Wherein the second distance is greater than the first distance.

18. the distance measurement system for a vehicle according to claim 16 or 17, wherein the irradiation angles of the first irradiation range and the second irradiation range are equal to each other.

19. the distance measurement system for a vehicle according to any one of the preceding claims, further comprising a third light source and a fourth light source,

Wherein the third light source is configured to illuminate a third illumination range within the vehicle and the fourth light source is configured to illuminate a fourth illumination range within the vehicle,

and wherein each of the first, second, third, and fourth illumination ranges are different.

20. The distance measurement system for a vehicle of claim 19, wherein the at least one time-of-flight sensor comprises a single sensor arranged to sense light reflected from objects in the first, second, third and fourth illumination ranges.

21. The distance measurement system for a vehicle according to claim 20,

wherein the first light source is configured to illuminate light within the first illumination range a first distance from the first light source,

Wherein the second light source is configured to illuminate light within the second illumination range at a second distance from the second light source, wherein the first distance and the second distance are equal to each other,

Wherein the third light source is configured to illuminate light within the third illumination range a third distance from the third light source,

Wherein the fourth light source is configured to illuminate light within the fourth illumination range at a fourth distance from the first light source, wherein the third distance and the second distance are equal to each other, an

Wherein the second distance is greater than the first distance.

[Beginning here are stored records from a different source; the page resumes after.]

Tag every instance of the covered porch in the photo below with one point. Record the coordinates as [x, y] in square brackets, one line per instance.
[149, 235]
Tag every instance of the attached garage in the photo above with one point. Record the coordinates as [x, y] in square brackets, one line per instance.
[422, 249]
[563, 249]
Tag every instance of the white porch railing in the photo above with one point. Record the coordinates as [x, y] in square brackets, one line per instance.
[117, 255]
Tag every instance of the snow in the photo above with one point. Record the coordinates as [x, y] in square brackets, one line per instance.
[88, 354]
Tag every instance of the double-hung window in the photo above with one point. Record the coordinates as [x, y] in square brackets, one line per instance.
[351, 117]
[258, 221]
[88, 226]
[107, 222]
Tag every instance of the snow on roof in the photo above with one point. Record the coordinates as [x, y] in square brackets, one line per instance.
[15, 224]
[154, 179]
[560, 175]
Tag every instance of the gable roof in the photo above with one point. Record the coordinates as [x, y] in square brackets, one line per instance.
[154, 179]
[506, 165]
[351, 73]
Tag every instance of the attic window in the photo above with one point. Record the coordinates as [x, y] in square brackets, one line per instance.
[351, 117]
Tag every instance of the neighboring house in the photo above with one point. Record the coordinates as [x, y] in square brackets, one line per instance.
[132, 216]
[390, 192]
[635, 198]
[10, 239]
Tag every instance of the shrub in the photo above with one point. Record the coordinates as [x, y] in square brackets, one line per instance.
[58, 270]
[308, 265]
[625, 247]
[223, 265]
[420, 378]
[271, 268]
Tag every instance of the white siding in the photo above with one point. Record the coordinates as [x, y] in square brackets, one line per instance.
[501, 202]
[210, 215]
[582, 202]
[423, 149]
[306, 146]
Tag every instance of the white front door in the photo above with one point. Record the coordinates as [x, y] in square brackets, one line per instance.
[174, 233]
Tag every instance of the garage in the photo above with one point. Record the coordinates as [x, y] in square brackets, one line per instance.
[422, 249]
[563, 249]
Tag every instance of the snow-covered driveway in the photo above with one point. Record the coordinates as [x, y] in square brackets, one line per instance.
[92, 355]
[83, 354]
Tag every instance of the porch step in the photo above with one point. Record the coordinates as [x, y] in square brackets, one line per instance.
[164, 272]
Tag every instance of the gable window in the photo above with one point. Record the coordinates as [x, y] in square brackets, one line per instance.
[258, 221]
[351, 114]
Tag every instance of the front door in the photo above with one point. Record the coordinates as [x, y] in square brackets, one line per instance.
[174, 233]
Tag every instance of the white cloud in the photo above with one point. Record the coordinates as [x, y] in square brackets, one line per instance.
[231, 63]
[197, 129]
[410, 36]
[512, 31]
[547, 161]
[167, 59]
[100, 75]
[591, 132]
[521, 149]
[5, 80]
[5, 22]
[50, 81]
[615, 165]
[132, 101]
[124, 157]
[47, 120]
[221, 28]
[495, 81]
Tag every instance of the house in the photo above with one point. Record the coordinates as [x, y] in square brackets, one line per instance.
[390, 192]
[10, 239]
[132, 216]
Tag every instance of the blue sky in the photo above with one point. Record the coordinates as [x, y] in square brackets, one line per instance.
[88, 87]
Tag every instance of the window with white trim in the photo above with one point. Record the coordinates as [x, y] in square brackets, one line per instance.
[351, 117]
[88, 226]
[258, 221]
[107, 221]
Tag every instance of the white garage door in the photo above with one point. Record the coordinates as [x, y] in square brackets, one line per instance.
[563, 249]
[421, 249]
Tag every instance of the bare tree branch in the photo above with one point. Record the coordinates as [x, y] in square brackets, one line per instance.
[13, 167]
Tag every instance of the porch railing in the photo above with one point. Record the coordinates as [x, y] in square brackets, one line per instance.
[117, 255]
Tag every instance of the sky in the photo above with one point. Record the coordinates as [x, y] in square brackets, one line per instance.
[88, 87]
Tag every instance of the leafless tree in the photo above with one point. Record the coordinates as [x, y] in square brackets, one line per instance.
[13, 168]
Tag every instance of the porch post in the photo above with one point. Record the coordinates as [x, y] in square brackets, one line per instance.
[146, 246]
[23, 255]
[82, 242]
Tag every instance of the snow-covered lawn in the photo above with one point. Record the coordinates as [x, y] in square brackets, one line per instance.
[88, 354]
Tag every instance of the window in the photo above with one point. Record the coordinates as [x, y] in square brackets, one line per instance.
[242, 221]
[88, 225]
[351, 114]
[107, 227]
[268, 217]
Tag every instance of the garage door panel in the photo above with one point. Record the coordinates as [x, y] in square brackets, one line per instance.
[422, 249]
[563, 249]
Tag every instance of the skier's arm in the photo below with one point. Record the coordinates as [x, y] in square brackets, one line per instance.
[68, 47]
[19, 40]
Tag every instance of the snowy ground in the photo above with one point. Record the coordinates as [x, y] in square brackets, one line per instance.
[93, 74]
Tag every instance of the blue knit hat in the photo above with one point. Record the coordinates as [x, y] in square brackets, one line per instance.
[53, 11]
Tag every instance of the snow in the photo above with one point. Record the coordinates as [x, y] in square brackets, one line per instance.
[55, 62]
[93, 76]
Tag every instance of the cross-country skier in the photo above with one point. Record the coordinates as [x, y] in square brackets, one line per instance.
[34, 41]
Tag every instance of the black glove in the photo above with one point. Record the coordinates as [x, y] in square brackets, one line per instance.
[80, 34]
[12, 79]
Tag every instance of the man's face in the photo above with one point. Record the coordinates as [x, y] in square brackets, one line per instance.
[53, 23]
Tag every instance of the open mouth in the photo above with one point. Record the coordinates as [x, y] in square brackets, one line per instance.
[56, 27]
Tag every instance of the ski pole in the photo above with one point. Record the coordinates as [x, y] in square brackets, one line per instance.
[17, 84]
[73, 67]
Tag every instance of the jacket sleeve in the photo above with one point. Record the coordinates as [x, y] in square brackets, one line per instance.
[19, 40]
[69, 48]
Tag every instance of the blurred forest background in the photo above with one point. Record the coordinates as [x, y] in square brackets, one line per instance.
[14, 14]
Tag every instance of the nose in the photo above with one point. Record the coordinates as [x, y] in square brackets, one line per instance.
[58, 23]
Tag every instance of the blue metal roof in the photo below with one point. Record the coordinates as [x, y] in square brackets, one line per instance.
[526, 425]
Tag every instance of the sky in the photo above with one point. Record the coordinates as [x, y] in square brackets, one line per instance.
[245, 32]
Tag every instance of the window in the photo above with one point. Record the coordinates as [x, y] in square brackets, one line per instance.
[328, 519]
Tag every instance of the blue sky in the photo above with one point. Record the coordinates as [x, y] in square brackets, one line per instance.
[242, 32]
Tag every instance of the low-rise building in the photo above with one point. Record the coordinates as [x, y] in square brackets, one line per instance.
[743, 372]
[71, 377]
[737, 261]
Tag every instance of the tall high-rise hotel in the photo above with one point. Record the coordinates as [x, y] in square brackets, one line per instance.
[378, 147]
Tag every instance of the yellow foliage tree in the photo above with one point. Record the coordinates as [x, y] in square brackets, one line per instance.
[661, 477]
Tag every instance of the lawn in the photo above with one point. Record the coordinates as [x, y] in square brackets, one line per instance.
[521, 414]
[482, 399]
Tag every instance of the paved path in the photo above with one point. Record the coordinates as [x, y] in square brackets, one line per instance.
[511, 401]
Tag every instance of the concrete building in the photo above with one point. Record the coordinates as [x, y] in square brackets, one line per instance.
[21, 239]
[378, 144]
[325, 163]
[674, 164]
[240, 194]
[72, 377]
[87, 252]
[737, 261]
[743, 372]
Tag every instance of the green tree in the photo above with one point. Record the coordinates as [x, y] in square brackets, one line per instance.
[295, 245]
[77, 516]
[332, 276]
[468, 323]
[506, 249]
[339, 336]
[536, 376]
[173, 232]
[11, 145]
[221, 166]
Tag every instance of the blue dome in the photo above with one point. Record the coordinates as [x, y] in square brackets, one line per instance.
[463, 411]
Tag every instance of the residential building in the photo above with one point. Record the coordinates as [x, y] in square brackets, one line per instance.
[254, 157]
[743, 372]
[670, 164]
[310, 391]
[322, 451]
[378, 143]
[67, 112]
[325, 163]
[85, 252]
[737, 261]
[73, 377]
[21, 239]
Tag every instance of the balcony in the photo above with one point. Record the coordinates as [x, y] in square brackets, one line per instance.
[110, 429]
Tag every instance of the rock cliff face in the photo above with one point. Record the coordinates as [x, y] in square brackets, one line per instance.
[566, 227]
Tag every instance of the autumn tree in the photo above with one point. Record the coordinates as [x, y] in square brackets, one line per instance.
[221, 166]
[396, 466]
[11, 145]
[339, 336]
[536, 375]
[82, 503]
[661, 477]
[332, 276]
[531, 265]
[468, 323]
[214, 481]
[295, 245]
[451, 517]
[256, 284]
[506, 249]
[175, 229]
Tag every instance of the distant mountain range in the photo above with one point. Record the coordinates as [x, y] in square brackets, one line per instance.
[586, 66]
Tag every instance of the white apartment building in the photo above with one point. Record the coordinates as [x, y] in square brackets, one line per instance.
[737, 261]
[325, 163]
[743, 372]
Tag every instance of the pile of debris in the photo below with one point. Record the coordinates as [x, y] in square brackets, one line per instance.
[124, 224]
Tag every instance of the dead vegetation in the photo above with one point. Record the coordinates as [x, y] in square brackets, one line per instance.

22. The distance measurement system for a vehicle according to claim 21, further comprising:

A first wiring configured to couple the first light source to the single sensor; and

a second wiring configured to couple the second light source to the single sensor.

23. The distance measurement system for a vehicle according to claim 22, further comprising:

A third wiring configured to couple the third light source to the single sensor; and

Fourth wiring configured to couple the fourth light source to the single sensor.

24. The distance measurement system for a vehicle of claim 22, further comprising third wiring configured to couple the third light source to the fourth light source.